- Mercados seguem sob tensão geopolítica, inflação elevada e dúvidas sobre a economia global, com crise trazendo oportunidades para empresas que geram caixa.
- Sidney Lima, analista da Ouro Preto Investimentos, diz que a volatilidade não altera o fato de algumas companhias atravessarem tempestades melhor que outras.
- O desafio é separar o ruído de curto prazo dos fundamentos que sustentam o valor de uma empresa ao longo dos anos.
- A bolsa brasileira, diferente dos Estados Unidos, tem mais empresas ligadas à economia real — finanças, infraestrutura e recursos naturais — o que pode ajudá-las a absorver choques.
- Juros altos por mais tempo podem criar vencedores e perdedores, conforme a capacidade das empresas de crescer, financiar operações e estimular a demanda.
Com o aumento de tensões geopolíticas, inflação persistente e incertezas sobre a economia global, investidores olham para oportunidades em meio à volatilidade. A frase clássica “Compre ao som dos canhões; venda ao som dos violinos” volta a ganhar força no mercado.

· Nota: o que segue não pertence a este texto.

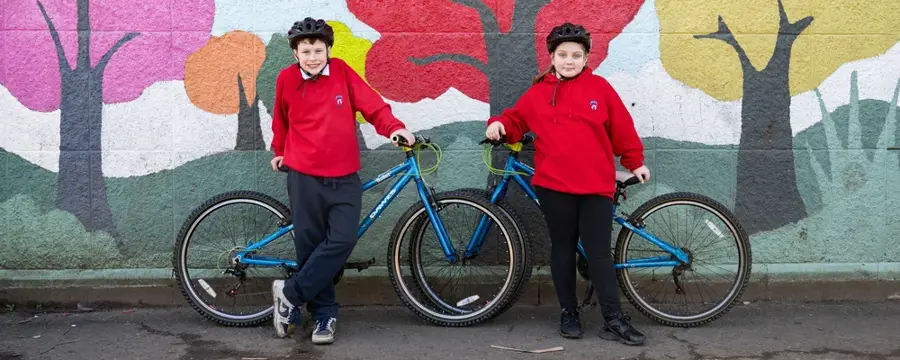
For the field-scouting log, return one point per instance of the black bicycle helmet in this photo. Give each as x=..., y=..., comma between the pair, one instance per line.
x=311, y=28
x=568, y=32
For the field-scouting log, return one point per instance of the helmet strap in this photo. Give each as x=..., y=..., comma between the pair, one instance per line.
x=316, y=76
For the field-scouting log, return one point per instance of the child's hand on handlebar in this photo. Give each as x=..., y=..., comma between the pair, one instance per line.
x=642, y=173
x=276, y=162
x=495, y=130
x=408, y=136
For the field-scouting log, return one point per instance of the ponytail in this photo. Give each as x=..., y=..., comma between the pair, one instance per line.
x=540, y=76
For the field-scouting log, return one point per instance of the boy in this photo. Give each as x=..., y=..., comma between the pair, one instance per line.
x=314, y=128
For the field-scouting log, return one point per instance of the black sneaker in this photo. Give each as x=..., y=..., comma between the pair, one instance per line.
x=570, y=324
x=618, y=329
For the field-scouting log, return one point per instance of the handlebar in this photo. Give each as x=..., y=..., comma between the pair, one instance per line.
x=526, y=139
x=420, y=140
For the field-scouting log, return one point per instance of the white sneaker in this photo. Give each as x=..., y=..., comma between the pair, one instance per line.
x=324, y=332
x=283, y=312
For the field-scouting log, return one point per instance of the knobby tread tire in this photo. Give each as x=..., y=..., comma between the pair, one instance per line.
x=528, y=243
x=180, y=248
x=727, y=216
x=407, y=224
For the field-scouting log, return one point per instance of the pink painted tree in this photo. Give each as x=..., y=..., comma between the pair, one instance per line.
x=91, y=52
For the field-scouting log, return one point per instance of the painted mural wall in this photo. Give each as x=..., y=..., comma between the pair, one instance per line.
x=117, y=118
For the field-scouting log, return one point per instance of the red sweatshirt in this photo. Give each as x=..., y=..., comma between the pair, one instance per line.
x=314, y=121
x=578, y=136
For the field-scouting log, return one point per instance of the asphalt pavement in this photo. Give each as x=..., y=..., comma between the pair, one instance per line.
x=769, y=330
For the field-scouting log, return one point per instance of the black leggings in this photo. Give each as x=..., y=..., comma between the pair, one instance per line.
x=569, y=216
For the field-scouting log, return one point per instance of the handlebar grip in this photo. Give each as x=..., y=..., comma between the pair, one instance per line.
x=402, y=141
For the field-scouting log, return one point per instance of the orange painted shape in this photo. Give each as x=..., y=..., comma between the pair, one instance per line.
x=211, y=73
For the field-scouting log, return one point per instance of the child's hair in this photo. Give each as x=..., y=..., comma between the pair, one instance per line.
x=540, y=76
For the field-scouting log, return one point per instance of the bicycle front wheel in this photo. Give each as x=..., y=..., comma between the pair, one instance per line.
x=709, y=284
x=478, y=286
x=229, y=293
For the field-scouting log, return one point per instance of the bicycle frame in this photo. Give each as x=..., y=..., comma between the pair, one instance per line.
x=408, y=170
x=513, y=165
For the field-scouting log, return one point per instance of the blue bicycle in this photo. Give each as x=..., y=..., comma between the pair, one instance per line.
x=253, y=245
x=673, y=252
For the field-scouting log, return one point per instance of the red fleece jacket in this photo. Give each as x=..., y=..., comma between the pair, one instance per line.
x=314, y=121
x=580, y=125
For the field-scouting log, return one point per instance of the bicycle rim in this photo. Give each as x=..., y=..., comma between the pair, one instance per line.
x=431, y=306
x=665, y=277
x=202, y=293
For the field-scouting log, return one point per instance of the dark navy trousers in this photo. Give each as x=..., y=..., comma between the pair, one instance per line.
x=325, y=212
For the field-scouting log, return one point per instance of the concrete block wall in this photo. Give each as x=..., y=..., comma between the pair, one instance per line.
x=786, y=115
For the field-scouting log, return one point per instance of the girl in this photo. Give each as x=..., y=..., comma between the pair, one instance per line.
x=581, y=125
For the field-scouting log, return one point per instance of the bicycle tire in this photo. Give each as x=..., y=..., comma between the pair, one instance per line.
x=735, y=227
x=180, y=253
x=407, y=222
x=527, y=241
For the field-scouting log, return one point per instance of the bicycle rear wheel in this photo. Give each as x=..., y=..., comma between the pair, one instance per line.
x=222, y=291
x=689, y=283
x=465, y=304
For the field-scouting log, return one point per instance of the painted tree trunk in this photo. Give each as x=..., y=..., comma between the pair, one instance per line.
x=81, y=188
x=766, y=193
x=508, y=55
x=767, y=196
x=249, y=135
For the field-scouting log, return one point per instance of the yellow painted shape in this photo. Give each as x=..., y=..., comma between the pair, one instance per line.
x=841, y=31
x=351, y=49
x=210, y=73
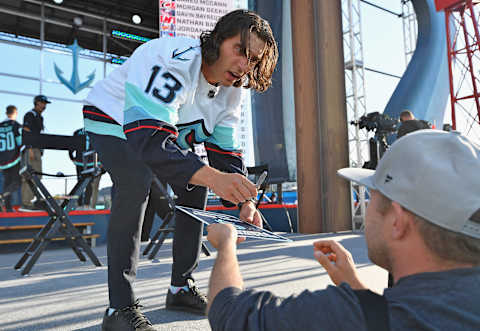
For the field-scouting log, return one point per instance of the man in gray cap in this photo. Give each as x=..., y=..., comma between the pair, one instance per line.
x=33, y=123
x=422, y=225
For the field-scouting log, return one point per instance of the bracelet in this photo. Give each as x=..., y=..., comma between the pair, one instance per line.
x=240, y=205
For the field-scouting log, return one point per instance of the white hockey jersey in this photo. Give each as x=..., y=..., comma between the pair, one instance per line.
x=162, y=81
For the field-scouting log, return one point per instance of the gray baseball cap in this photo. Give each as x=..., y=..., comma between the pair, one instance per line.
x=434, y=174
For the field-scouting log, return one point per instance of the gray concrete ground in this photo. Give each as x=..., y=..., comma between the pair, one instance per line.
x=64, y=294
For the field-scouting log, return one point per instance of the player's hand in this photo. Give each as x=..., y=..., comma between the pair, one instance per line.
x=338, y=263
x=232, y=187
x=250, y=214
x=222, y=236
x=235, y=188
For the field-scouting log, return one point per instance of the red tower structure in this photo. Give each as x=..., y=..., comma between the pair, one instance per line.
x=463, y=38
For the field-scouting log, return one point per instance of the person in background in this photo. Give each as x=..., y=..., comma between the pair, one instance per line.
x=422, y=225
x=87, y=200
x=10, y=142
x=33, y=123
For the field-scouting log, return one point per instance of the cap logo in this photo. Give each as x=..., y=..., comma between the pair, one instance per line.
x=388, y=178
x=475, y=217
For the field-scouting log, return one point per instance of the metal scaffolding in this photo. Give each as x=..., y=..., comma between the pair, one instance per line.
x=463, y=38
x=355, y=100
x=410, y=29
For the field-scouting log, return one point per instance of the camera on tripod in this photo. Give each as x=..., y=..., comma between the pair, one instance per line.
x=380, y=123
x=383, y=126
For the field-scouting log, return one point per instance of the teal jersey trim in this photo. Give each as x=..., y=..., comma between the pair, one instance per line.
x=139, y=107
x=80, y=164
x=224, y=137
x=200, y=135
x=104, y=128
x=11, y=164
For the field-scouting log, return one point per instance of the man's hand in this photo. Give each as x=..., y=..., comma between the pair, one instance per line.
x=223, y=236
x=232, y=187
x=226, y=272
x=338, y=263
x=250, y=214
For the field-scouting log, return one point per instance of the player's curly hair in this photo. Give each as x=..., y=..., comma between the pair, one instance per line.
x=243, y=22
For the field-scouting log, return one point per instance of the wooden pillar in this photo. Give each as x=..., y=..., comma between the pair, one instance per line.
x=321, y=116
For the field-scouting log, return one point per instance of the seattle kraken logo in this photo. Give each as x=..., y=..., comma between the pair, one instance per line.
x=74, y=84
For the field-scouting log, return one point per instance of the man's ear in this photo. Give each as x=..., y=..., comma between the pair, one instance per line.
x=401, y=221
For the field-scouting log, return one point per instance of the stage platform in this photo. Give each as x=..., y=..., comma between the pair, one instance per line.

Sidney Lima, analista da Ouro Preto Investimentos, compartilhou a leitura em entrevista ao Janela de Mercado. Ele aponta que crises costumam testar a resistência de empresas e o valor de seus fundamentos ao longo do tempo.
Segundo Lima, a volatilidade causada por conflitos internacionais e disputas comerciais não muda a característica essencial do mercado: algumas companhias atravessam tempestades com maior consistência. O desafio é separar ruído de curto prazo dos fundamentos.
A bolsa brasileira, diferente dos EUA, tende a ter mais empresas da economia real, com forte ligação ao sistema financeiro, infraestrutura e recursos naturais. Essa composição pode favorecer negócios capazes de absorver choques externos.
Enquanto a trajetória de juros elevados pode criar vencedores e perdedores, algumas empresas convertem esse cenário em vantagem competitiva. Outras enfrentam maiores dificuldades para crescer, financiar operações e estimular demanda.